Description
A fast one-pan dinner that captures classic egg roll flavor—savory chicken, tender-crisp cabbage, and a punchy garlic-ginger sauce—served straight from the skillet.
Ingredients
1 tablespoon neutral oil (avocado or canola)
1 lb (454 g) ground chicken
1 medium yellow onion, diced (about 1 cup)
4 cloves garlic, minced
1 tablespoon fresh ginger, grated
6 cups green cabbage, thinly sliced (about 600 g)
1 cup carrots, shredded (about 100 g)
1/4 cup low-sodium soy sauce
1 tablespoon rice vinegar
1 teaspoon honey or brown sugar (optional)
1/2 teaspoon black pepper
Salt, as needed
1/4 teaspoon red pepper flakes (optional)
2 teaspoons toasted sesame oil
2 green onions, sliced (optional garnish)
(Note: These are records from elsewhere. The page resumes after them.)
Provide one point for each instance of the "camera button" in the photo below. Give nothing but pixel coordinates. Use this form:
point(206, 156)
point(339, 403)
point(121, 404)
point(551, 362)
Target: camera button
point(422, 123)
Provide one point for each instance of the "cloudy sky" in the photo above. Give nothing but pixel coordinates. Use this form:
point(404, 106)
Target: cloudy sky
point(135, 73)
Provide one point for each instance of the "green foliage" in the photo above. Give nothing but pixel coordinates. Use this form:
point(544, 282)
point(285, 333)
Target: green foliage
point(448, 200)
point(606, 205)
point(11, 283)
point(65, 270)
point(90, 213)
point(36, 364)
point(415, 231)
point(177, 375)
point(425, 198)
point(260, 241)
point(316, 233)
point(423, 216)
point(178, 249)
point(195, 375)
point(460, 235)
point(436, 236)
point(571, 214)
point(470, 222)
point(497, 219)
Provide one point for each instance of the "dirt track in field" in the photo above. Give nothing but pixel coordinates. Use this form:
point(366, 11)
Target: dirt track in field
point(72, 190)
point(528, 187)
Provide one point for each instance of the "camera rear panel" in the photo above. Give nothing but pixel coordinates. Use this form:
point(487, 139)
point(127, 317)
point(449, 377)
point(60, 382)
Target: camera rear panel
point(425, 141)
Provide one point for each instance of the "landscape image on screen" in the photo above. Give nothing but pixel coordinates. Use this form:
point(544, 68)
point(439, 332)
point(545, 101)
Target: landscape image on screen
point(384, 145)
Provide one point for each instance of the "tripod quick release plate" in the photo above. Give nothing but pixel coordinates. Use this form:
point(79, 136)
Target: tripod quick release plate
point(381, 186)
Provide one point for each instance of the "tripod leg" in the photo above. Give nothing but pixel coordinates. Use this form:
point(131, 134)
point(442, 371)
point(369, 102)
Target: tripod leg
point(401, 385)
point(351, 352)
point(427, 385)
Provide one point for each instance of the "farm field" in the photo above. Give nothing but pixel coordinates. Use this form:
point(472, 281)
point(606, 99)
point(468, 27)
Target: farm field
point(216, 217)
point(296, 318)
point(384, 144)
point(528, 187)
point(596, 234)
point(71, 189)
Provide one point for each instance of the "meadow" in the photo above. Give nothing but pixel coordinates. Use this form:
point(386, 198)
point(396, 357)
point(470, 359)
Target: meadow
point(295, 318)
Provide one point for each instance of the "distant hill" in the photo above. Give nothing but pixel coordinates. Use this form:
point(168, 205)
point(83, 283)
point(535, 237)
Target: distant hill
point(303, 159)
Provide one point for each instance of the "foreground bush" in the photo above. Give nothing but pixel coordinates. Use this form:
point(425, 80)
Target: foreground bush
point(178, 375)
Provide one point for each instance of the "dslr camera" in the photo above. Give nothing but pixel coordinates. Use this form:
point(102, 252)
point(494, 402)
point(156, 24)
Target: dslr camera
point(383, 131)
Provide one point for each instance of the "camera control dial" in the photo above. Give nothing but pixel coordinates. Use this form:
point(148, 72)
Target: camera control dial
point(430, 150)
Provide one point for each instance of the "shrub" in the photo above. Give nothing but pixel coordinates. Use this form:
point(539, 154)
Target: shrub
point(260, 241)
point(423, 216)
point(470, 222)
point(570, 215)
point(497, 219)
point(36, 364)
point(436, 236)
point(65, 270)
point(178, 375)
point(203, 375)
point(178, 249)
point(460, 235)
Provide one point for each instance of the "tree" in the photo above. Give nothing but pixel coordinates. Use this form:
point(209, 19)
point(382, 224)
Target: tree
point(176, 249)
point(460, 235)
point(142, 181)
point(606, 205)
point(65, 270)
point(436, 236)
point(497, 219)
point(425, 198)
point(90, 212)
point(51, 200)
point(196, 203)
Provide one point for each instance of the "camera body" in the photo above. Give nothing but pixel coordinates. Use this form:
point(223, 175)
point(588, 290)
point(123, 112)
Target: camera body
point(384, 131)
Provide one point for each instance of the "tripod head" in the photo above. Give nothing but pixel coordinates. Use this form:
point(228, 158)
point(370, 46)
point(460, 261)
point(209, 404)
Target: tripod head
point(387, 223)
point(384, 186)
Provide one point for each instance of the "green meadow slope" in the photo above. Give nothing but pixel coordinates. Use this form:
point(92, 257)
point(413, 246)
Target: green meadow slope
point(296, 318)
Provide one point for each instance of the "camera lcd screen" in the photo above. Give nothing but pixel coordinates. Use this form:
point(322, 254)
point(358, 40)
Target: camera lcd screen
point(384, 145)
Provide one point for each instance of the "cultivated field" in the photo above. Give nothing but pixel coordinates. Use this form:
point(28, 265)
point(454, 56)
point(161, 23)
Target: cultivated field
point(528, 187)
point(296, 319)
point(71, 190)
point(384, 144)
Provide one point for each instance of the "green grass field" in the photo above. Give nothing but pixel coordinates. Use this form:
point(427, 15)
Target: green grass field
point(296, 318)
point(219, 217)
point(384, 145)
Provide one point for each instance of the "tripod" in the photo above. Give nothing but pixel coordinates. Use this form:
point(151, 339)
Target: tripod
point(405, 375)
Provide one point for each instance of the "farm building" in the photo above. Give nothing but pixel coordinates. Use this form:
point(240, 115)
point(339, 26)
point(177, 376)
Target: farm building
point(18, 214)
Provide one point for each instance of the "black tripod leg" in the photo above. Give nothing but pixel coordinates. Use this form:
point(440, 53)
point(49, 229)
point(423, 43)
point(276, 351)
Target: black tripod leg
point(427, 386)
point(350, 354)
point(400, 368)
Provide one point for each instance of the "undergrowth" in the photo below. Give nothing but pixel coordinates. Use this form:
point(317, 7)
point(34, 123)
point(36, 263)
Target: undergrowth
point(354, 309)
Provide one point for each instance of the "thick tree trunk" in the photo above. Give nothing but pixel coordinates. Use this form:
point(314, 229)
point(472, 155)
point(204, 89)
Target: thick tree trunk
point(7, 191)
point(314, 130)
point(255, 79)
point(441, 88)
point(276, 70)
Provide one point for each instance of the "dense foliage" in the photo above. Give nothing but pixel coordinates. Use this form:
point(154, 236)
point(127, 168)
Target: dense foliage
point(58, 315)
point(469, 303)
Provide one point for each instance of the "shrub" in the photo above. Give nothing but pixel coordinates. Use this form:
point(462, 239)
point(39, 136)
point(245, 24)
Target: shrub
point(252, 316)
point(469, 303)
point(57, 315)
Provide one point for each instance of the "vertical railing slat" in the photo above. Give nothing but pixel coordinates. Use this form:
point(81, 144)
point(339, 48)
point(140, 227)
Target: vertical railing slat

1 tablespoon toasted sesame seeds (optional garnish)
Instructions
1. Heat the neutral oil in a large skillet over medium-high heat. Add the ground chicken and cook 5–7 minutes, breaking it up, until mostly cooked through and lightly browned.
2. Add the diced onion and cook 2–3 minutes until slightly softened.
3. Stir in the garlic and grated ginger; cook 30–60 seconds until fragrant.
4. Add the sliced cabbage and shredded carrots. Toss and cook 6–8 minutes, stirring often, until the cabbage is tender but still slightly crisp.
5. Pour in the soy sauce and rice vinegar. Add honey or brown sugar (if using), black pepper, and red pepper flakes (if using). Stir and cook 1–2 minutes to coat evenly.
6. Turn off the heat and stir in the toasted sesame oil. Taste and adjust seasoning with salt if needed. Garnish with green onions and sesame seeds if desired. Serve warm.
Notes
Shortcut: Use 7–8 cups bagged coleslaw mix instead of slicing cabbage and shredding carrots.
For meal prep, store in the refrigerator up to 4 days. Reheat with a splash of water to loosen the sauce.
For extra veggies, add sliced bell pepper or mushrooms with the cabbage.